In each villa, the television’s home-screen video is about the responsibilities to Tetiaroa’s environment and culture, and each villa has bins for recyclables. You won’t see that at your Ritz Carltons.

My second visit, last fall, was altogether different from the first. Take it as a given that there is no such thing as a budget visit to the Brando. My three-night stay, with Frances, was a one-time gift to me as one of Marlon’s friends-and-family circle. The villa rates start at about $3,000 a night, depending on the season.

At any one time, the Brando usually has 70 to 90 visitors, and a rotating staff of about 200, along with energy workers, Tetiaroa Society researchers and specialists like the venerable beekeeper who tends the atoll’s 70 hives for their distinctly flavored honeys.

Guest services are suitably thorough and unobtrusive. Still, for that kind of money, even Brando guests don’t always get what they want; the island’s needs often come first. Sergei Petrov, the duty manager while I was there, told me that some people will insist on steak, not fish, “and that I can do.” But no, they have no bananas, nor imported Norwegian water, nor Mylar balloons for a birthday; substitutes will be courteously suggested.

Marlon lived well but not diamonds-and-Rolls-Royce fancy, and he’d be bemused by some of the flashier guests who take routine R&Rs here. I wonder how many would have passed his test. Marlon loved to test people. Be invited to his Tetiaroa and you would be watched by him, to see whether you too shared his nirvana at its isolation, or whether instead you soon got edgy and full of angst, so far from concrete and gasoline power.

“We can study one place like Tetiaroa in microcosm and use that model. … Whatever else I do there, the isolation is something I wish to preserve, because more and more, the quality of ‘less and less’ is at a premium in this life. … One of the things I want to do is teach people the value system that’s innate in Polynesian culture … the Tahitians, they just accept what is there.”

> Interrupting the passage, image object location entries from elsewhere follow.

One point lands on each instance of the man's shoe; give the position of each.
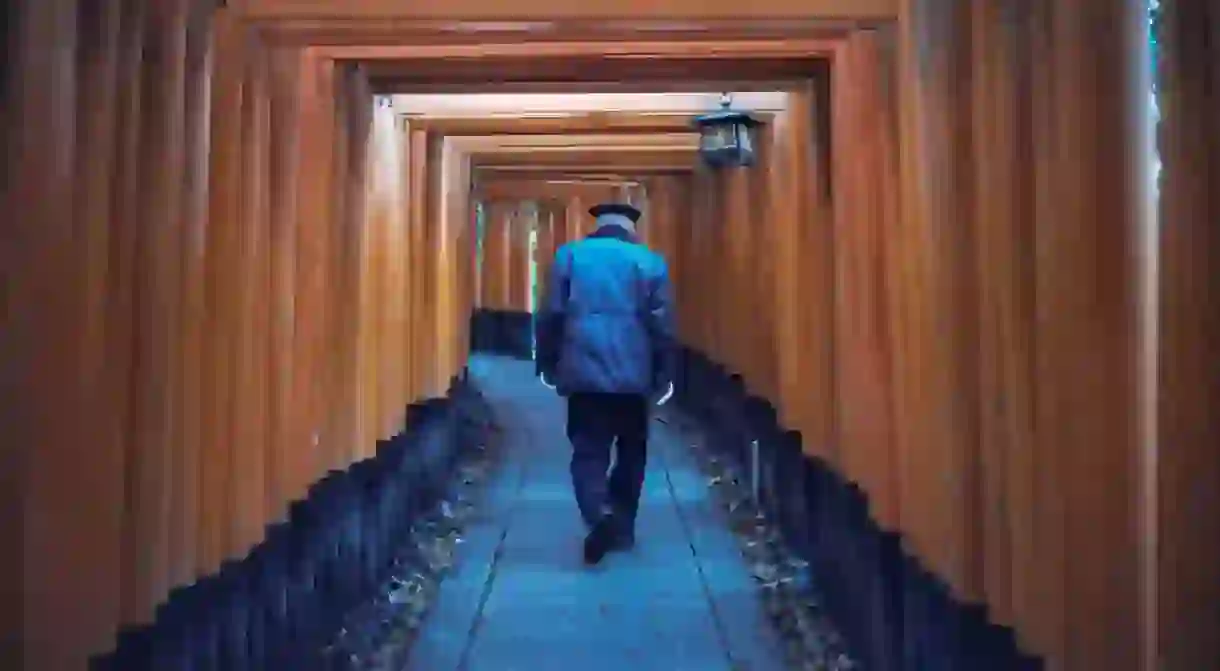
(599, 541)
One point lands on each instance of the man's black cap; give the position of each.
(621, 209)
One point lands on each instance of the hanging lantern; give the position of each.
(726, 137)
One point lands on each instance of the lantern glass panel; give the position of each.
(719, 138)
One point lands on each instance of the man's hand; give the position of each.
(665, 397)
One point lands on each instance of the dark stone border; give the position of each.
(893, 613)
(282, 604)
(503, 332)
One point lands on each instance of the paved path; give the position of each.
(520, 598)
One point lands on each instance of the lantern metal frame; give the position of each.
(726, 137)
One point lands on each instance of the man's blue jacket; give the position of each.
(605, 322)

He taught me a Tahitian word, fiu, a kind of hand-flip word meaning “enough,” or “fed up.”

He might have used it for what he thought of acting. By the end of his life he had not much use for his extraordinary film legacy, nor for the phenomenal praise he got for having changed the art. He dismissed it, cavalierly and even cruelly, as “lying for a living.”


But the legacy of Tetiaroa that he has added to its long and legendary story — that, I think, would have made him proud.